Simon Green, under the pseudonym Bonobo, has taken a long time to travel a short distance. In a manner mirroring the vibes of his music, Green's has been a story of slow but noticeable progression that has taken almost a decade and a half to reach what could well be a defining work of broad scope but instant familiarity.

Bonobo North Borders Album

For his fifth full-length, a great point of reference is another defining work, Yppah's Eighty One album which preceded the release of North Borders by almost a year to the day, and on the same record label. Both have the feel of an artist finally finding their voice after much experimentation with tone and dialect, situated in the hazy field of down-tempo electronica but calling upon traces of hip-hop, jazz, dubstep and more ambient spheres, and whilst on North Borders Bonobo doesn't go to the same lengths as the Joe Corrales Jr's crowning achievement there is still a pleasing amount of diversity throughout.
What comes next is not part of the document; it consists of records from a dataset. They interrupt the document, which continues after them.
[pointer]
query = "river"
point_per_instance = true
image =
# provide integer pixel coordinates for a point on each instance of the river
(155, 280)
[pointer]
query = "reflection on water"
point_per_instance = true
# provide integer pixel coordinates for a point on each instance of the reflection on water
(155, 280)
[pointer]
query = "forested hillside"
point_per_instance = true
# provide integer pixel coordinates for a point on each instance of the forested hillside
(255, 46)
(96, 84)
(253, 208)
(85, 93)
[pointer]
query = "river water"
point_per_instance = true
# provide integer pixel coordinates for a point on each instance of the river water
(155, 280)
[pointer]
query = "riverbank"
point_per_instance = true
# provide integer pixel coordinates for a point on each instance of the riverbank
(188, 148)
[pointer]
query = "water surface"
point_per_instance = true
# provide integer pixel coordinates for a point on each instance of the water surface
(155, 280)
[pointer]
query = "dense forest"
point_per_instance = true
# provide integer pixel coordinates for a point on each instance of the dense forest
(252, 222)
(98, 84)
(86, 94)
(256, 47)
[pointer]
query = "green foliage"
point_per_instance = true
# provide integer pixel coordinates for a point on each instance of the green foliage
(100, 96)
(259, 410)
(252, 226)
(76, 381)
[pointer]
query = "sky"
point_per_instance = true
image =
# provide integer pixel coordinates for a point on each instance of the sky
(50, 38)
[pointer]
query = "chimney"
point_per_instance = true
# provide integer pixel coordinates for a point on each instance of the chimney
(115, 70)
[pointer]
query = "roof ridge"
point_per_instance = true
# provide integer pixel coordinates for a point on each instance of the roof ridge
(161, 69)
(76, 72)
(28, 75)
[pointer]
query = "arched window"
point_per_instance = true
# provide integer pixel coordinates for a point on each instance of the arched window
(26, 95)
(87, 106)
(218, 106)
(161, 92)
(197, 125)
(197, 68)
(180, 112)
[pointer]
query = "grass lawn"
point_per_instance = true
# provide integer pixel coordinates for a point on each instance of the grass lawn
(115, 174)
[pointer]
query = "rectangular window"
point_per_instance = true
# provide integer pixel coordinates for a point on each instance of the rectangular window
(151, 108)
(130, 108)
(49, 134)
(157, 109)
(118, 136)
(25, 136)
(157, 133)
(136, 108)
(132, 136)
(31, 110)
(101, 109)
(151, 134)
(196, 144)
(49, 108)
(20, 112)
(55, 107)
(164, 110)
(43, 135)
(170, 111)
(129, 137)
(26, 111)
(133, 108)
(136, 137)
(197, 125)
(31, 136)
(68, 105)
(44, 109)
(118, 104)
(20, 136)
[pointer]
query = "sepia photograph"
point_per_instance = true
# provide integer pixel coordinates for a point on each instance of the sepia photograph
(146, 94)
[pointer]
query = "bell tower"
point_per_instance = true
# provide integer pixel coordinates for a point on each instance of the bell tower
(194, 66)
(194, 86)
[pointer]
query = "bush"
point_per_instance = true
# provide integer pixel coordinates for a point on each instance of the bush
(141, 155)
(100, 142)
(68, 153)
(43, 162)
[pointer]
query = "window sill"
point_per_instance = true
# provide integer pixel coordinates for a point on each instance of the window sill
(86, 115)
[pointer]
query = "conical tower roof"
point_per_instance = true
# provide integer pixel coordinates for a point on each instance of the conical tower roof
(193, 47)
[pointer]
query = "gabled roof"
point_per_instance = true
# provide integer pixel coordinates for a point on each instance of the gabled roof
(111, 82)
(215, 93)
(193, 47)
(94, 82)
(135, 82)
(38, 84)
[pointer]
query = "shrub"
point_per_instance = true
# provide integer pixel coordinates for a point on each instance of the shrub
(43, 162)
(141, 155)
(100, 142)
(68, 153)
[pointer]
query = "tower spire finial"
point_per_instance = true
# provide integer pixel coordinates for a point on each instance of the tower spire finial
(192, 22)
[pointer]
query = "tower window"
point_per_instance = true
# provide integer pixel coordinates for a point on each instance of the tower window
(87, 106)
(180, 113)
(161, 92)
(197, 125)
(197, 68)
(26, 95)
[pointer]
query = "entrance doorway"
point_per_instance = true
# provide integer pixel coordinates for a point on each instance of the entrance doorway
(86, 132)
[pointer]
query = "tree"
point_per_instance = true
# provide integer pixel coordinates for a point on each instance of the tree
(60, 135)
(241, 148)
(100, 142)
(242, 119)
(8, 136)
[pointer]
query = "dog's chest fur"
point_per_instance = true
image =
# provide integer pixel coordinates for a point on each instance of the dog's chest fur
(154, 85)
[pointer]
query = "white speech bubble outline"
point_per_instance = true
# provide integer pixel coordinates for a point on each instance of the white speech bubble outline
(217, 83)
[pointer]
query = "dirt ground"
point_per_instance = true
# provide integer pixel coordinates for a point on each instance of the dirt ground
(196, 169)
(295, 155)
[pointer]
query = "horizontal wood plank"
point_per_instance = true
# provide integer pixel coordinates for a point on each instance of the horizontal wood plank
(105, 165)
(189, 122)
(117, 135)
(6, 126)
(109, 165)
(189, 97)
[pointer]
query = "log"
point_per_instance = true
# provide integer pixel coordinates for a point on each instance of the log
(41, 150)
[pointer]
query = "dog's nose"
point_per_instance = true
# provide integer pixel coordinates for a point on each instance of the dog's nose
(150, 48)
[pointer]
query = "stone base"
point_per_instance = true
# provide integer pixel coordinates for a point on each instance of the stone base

Both also call on vocal contributions from others but are primarily instrumental. North Borders' first single 'Cirrus' is entirely instrumental, with crisp beats and hang drum samples that bring to mind Portico Quartet transplanted fully into the nightclub dancefloors they've often stood on the edge of, but many of the album's highlights are vocal driven. Opener 'First Fire' has a soulful contribution from labelmate Grey Reverend that eases the album in perfectly, resting above sub-bass and ebbing strings that effloresce beautifully at the tracks climax, whilst Erkyah Badu's coos on 'Heaven For The Sinner', a marriage of snappy percussion and twinkling harps, typify modern soul. Her utterance "I'm just glad it's not a race, I'd lose" could well be an autobiographical epitaph for Simon himself.

What sets Bonobo apart in an overly crowded marketplace, again like Yppah, is an expert ability to channel myriad influences from outside of his sphere into something that works perfectly inside it, not just within a single track but start-to-finish across an album. It is something that has prevented fellow Ninja Tune staple Daedelus from breaking through amongst countless others, for all his high-points, and that equates to a rarity in a typically single-obsessed genre. Who cares about the speed and distance of a journey when it's as enjoyable as this?